松本清張の『文豪』を読むと以下のような美文に出くわす。
「逍遥夫妻の仲は睦まじかったと世間は見ている。庭前で老妻は箒を手にし、老父は楽焼き窯に薪をくべる写真や、夫婦揃って老柿の双樹と年齢を競うかの如くに一人は彳(たたず)み一人はかがむ微笑ましい逍遥晩年の戯画など、いずれも偕老同穴の理想的な姿を如実に示している」
偕老同穴とは!
「共に暮らして老い、死んだ後は同じ墓穴に葬られること。

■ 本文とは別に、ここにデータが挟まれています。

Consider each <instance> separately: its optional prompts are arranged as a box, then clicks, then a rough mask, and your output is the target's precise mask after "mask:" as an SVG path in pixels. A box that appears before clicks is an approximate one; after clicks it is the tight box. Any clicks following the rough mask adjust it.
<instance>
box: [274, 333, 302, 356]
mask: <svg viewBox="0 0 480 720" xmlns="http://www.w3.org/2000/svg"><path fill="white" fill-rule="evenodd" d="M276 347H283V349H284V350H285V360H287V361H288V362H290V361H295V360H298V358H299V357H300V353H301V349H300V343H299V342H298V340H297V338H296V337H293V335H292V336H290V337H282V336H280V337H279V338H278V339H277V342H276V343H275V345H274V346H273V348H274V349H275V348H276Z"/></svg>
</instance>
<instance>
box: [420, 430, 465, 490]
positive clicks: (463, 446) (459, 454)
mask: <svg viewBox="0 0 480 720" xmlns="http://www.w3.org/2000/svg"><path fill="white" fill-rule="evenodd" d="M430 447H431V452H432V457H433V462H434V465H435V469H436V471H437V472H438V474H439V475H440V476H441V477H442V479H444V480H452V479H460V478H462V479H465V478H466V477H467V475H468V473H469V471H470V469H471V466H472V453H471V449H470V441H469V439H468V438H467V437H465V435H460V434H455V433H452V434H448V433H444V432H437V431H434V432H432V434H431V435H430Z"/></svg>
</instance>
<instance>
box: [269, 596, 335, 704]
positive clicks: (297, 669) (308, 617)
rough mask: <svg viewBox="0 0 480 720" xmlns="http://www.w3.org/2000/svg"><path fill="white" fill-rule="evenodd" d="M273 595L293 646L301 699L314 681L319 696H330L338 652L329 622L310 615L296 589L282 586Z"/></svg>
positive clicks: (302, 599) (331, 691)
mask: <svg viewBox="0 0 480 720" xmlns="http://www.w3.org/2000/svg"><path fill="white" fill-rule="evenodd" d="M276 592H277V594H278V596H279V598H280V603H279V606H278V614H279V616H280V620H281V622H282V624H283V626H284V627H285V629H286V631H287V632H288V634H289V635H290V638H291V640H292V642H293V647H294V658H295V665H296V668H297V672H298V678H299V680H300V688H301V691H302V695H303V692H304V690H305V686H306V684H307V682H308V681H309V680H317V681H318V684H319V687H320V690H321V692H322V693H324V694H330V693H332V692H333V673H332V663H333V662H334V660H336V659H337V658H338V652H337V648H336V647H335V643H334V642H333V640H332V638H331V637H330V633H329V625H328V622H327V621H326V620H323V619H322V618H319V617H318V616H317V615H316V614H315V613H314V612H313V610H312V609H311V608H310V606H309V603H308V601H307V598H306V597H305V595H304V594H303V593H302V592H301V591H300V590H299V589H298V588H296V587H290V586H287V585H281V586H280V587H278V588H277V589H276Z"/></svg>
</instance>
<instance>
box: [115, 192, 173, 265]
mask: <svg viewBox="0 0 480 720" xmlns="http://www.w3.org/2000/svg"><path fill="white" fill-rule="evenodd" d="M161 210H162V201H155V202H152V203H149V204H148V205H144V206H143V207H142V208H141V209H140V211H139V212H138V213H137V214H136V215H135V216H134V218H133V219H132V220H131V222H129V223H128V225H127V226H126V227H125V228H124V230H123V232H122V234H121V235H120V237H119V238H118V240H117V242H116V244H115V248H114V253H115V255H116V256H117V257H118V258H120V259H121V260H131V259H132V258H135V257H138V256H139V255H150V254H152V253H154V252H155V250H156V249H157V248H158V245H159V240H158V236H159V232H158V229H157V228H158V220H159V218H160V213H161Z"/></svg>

転じて夫婦の信頼関係が非常にかたいことを意味する」
なるほどね!
本当に昔の人は上手いことを言う。
序でに同書の中で泉鏡花の天才性に関してこのように書いている。
「文章は神韻渺茫として、幽なり幻なりの詩境に誘い入れて艶冶なるものがある」
「神韻(しんいん)」 神業のようなという意。
「渺茫(びょうぼう)」 遠く遥かなさま。
「艶冶(えんや)」 艶めかしく美しい。
まるで坂東玉三郎のことを言っているような印象を受けるが、鏡花というと、妖艶な怪奇趣味みたいなイメージが強い。
それにしても見事な文章に関心する。